I can do some looking, I love shopping especially when it's someone else's money :lol: I've got quite a few trailer sites bookmarked as the dh is going to let me upgrade when he gets his year end bonus, woo hoo!  

Cheaper is always better...but what's the budget?


----------



## Golden Horse (Feb 20, 2010)

This would be the ideal sort of thing to be looking for, and the price is about right.

used 1991 Gooseneck 4-horse trailer

Ideal in that it looks sad but is sound, well hopefully. Probably bigger than I was thinking though

This would be sensible, smaller cheaper, looks nice, no border issues, mmmmmmm I wonder if I could persuade him to go to Ontario instead?

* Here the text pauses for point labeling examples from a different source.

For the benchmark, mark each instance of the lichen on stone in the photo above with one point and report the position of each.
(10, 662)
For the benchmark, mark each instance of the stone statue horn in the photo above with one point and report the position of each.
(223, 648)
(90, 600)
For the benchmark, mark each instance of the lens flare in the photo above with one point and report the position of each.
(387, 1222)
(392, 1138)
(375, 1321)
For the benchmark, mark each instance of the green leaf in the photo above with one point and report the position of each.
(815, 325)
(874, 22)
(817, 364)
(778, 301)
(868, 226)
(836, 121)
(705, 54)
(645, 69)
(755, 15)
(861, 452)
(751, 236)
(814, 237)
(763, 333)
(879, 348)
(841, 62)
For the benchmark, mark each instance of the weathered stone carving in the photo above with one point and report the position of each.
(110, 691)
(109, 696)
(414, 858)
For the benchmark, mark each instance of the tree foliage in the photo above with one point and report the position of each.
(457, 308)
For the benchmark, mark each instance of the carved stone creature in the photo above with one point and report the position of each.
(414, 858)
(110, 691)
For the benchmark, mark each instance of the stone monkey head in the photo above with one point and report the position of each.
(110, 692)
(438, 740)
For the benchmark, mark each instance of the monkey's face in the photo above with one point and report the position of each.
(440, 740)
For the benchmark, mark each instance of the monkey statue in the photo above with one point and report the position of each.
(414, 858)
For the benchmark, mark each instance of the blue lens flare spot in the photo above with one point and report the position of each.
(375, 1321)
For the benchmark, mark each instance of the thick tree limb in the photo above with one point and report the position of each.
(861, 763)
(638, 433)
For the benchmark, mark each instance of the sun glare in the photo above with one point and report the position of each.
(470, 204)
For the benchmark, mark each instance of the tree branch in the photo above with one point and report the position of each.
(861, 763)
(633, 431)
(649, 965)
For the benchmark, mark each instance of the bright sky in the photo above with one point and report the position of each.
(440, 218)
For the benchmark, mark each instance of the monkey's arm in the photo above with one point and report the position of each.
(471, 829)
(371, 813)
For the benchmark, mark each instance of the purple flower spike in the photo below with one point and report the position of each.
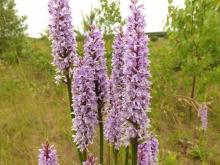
(203, 114)
(114, 122)
(61, 34)
(136, 70)
(148, 152)
(48, 155)
(117, 67)
(84, 104)
(91, 161)
(94, 48)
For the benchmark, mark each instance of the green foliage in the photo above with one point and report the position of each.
(170, 159)
(12, 28)
(108, 16)
(194, 39)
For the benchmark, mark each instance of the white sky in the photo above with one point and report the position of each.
(37, 15)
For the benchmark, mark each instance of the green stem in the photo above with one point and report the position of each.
(126, 155)
(101, 136)
(115, 151)
(192, 95)
(70, 95)
(69, 89)
(134, 146)
(84, 156)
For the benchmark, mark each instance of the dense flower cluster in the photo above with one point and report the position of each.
(203, 114)
(48, 155)
(84, 104)
(117, 67)
(148, 152)
(94, 48)
(91, 160)
(136, 70)
(61, 33)
(114, 122)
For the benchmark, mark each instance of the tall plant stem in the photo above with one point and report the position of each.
(101, 136)
(69, 89)
(134, 146)
(192, 95)
(126, 155)
(115, 151)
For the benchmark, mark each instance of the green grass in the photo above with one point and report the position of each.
(34, 109)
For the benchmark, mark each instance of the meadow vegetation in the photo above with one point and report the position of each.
(33, 108)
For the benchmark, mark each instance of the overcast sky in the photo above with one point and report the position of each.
(37, 15)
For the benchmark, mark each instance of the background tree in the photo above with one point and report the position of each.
(194, 39)
(108, 15)
(12, 31)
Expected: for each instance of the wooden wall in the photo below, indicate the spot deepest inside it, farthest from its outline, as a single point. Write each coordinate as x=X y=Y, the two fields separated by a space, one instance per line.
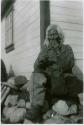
x=68 y=15
x=26 y=37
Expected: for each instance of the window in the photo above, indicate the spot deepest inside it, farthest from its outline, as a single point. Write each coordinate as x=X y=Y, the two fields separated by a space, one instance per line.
x=9 y=46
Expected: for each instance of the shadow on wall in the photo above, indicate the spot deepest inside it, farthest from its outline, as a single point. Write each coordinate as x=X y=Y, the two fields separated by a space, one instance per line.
x=76 y=71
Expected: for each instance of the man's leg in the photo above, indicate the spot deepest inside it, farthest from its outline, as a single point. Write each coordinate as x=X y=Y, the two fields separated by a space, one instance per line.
x=37 y=96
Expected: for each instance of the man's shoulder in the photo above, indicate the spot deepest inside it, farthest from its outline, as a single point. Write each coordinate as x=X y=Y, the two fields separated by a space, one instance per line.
x=67 y=46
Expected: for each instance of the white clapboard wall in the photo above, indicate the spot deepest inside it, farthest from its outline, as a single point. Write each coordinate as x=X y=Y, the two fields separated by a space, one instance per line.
x=26 y=37
x=68 y=15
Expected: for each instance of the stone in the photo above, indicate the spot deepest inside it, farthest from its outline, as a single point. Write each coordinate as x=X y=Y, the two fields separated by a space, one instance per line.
x=28 y=105
x=26 y=121
x=21 y=103
x=18 y=115
x=62 y=108
x=11 y=100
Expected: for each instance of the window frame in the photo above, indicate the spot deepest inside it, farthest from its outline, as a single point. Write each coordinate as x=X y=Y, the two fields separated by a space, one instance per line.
x=9 y=47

Two Horse McBride Goose Neck Straight Load


----------



## MHFoundation Quarters (Feb 23, 2011)

How about this one?

pre-1980 Trailman Horse Trailer for Sale in Milaca, Minnesota MN

older but has a finished LQ and the price is right 

or this one...
http://www.horsetrailerworld.com/home/trailerdetail.asp?ID=324079


----------



## Golden Horse (Feb 20, 2010)

2nd one is cute and sensible looking, which is why I would prefer the first one, older but with bells and whistles.


----------



## MHFoundation Quarters (Feb 23, 2011)

Golden Horse said:


> 2nd one is cute and sensible looking, which is why I would prefer the first one, older but with bells and whistles.


Sounds like me. I've done sensible for many years and I'm ready for bells and whistles! Come on January bonus! Pretty sure I've got the best hubby ever, his bonus = my trailer down payment...


----------



## Iowahorselover (Feb 23, 2010)

I have an older 3h slant with full living qtrs:

'89 Trail Magic 3h slant with full living quarters 

While it is an older one it has a lot of the bells and whistles. Plus its nice and the price is negotiable!


----------